Managing VMs in the Cloud is usually manual, intrusive and time consuming. It would include patching and maintaining the existing VM estate; procuring and deployment new VMs, assessing costs; and workloads.
A goal with many firms with large VM estates is proper VM management through automation. This includes VM approval workflow, and automated provisioning systems, change control and ensuring that the security model is implemented. The following are some key considerations in automating VM management.
New VMs – an automated approach
VM(s) are provisioned through a console or CLI access. In some more advanced architectures, an ITSM portal will have a pattern and application deployment integration with an automated environment provisioning (eg. An ITSM calls Jenkins jobs, identifying the parameters to be set up in the Cloud dev account based on patterns within the ITSM).
In this scenario the cloud service portal could however, be programmed to automatically generate a change control request, with a completed status, upon every successfully automated provisioning event. Any exceptions or errors in the automated provisioning process will be handled through alerts and generate a “completed” change ticket when the VM is online.
The above is not easy to accomplish.
Usually each VM will be a fairly manual process, through a CLI, a Powershell script, a Bash script, or a console, and will conform to preapproved and security-certified OS images, applications, and patch levels.
Changes to servers and hosts
Requested VM or host changes would follow normal change control procedures already in place. Routine maintenance, updates, security patches, and new software revisions will also follow existing change control procedures. A typical exception is the creation of VMs within a Dev-Test account since these VMs sit behind a firewall to keep noncertified development applications isolated from production networks. With this service, VMs do not require a change control to allow the developers to do their job without unnecessary delays.
Updates to the Common Operating Environment (COE)
Cloud services should automatically deploy templates or build-images of standard configurations. These COE templates will contain all updates, patches, and security certifications. These COE images can be automatically deployed within the cloud environment without going through the typical manual accreditation process for each server.
All updated COEs will again go through the manual security approval process, and then they can be ordered and deployed using the cloud’s auto- mated systems.
Creating and managing too many common operating environments or VM templates can quickly become costly and unmanageable. Transitioning to the cloud should be accompanied by better discipline and standardization for COEs and templates.
Adding a server (VM) to a network and domain
As each VM is automatically provisioned, it will automatically be added to the network domain. This will be an automated process, but the specific steps required as well as legacy change and security control policies involved need to be adjusted to facilitate this; in the past, this process of joining the domain typically required manual security approval.
User and administrator permissions to new servers and hosts
As new machines are automatically added to the network, permission to log on to the new OS will be granted to the cloud management system, usually by using a service account. Specific steps to automate this process and adjustments to the existing security processes will need to be made to accommodate this automated process.
Network configuration requests
Every VM-based server has a preconfigured network configuration. In the case of an individual machine—physical or VM—standard OS and applications are installed that require outbound initiation of traffic within the pro- duction network, and possibly to the Internet.
All network configuration, load balancing, or firewall change requests follow existing procedures.

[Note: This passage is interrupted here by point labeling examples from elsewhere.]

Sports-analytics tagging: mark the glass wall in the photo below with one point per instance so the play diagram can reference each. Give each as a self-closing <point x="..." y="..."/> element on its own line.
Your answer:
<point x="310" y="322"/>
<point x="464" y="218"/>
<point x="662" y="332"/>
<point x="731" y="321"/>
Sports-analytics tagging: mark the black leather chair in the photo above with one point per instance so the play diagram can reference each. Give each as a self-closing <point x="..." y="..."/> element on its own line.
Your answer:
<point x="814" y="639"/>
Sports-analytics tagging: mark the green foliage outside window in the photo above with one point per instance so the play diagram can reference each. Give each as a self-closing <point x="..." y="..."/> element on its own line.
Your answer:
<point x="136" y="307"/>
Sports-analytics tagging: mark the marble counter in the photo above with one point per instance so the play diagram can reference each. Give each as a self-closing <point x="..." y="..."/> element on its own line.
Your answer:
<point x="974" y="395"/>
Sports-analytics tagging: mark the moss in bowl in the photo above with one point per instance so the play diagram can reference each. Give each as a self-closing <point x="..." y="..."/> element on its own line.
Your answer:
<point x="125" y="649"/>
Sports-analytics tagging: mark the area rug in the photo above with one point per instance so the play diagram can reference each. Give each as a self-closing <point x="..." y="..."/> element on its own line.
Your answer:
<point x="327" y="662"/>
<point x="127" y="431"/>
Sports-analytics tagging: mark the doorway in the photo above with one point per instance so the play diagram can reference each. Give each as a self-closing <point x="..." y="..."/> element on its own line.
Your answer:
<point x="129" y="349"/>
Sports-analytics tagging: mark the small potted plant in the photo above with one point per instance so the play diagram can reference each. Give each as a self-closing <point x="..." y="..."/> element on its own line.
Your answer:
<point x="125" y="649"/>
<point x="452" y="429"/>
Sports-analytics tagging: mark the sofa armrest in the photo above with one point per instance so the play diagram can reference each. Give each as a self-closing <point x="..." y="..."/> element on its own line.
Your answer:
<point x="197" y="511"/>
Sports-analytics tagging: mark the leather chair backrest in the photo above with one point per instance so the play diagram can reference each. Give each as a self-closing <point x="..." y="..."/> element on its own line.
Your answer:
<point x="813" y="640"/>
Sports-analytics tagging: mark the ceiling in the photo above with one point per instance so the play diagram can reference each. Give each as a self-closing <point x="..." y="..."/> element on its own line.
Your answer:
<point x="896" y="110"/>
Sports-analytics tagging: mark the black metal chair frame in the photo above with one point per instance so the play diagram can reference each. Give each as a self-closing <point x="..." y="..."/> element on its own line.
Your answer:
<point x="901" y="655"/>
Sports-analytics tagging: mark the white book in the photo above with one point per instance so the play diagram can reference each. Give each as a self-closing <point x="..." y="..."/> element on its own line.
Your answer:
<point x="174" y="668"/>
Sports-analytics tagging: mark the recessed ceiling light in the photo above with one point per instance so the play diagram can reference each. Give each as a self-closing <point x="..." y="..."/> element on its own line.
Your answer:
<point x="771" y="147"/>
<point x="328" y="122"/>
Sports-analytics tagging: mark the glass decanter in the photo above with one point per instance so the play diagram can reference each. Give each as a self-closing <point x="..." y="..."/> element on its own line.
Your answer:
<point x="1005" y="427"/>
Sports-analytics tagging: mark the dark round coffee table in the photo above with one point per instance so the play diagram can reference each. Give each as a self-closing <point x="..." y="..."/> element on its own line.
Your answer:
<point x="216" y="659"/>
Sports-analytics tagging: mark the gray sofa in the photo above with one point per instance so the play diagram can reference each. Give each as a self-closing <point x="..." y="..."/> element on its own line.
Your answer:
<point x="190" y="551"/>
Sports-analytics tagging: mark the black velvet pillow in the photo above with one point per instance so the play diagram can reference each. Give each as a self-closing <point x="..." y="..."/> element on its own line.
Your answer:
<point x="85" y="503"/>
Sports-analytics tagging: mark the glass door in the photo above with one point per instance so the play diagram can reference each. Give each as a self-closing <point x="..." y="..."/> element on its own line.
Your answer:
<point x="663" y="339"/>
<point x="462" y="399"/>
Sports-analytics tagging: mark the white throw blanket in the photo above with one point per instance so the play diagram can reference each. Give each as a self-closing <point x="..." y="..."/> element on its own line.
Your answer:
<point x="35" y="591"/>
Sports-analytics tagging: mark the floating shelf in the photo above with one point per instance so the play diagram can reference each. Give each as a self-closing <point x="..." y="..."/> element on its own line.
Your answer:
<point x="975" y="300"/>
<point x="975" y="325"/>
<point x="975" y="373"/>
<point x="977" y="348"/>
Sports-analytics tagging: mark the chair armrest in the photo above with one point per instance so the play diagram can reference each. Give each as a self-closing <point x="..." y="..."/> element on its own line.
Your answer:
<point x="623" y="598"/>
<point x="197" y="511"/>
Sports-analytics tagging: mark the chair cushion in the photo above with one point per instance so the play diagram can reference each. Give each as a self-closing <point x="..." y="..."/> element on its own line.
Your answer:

When possible, the cloud management self- service control panel will allow customers to configure some of this by themselves, although advanced network changes will need to go through normal change control and possibly security approval.
In some VM templates or COEs, there might be multiple servers deployed as part of a COE. For example, a complex COE might include one or more database servers, middleware application servers, and possibly frontend web servers; this collection of VMs is called a platform. In these situations, the VMs have already been configured (as part of the overall platform package) to communicate with one another via the virtual networking built into the VM hypervisor. In the given example, only the frontend web servers would have a production network address, whereas all other servers are essentially “hidden” within the VM network enclave.
VM configuration changes
Customers may have the ability to upgrade or downgrade their VM CPU, memory, or disk space within the cloud management portal. Changing this configuration requires a reboot of the customer’s VMs, but no loss of data.
If a customer requests a manual change through a support ticket, the cloud provider will make this change using the cloud management software so that billing and new VM configurations are automatically updated. Do not make changes to the backend hypervisor directly, or the cloud management system will have no knowledge of that change.
Manually changing the VM configurations is not the appropriate process; billing and configuration management will not be aware of the new settings, and the downstream asset and change control databases will not be updated. Never make a manual change to a configuration that the cloud management system cannot track.
All VM templates, COEs, and software shoiuld be fully tested in an offline lab or staging network. It will then be quality checked and security approved before any changes to production cloud service is scheduled. Due to the level of automation and precertification of VM compliance and security, software, updates, and so on, release management will be an ongoing effort with increased impact. If new releases go into production with errors or inadequate planning and testing, automation and the cloud will multiply the impact compared to traditional IT.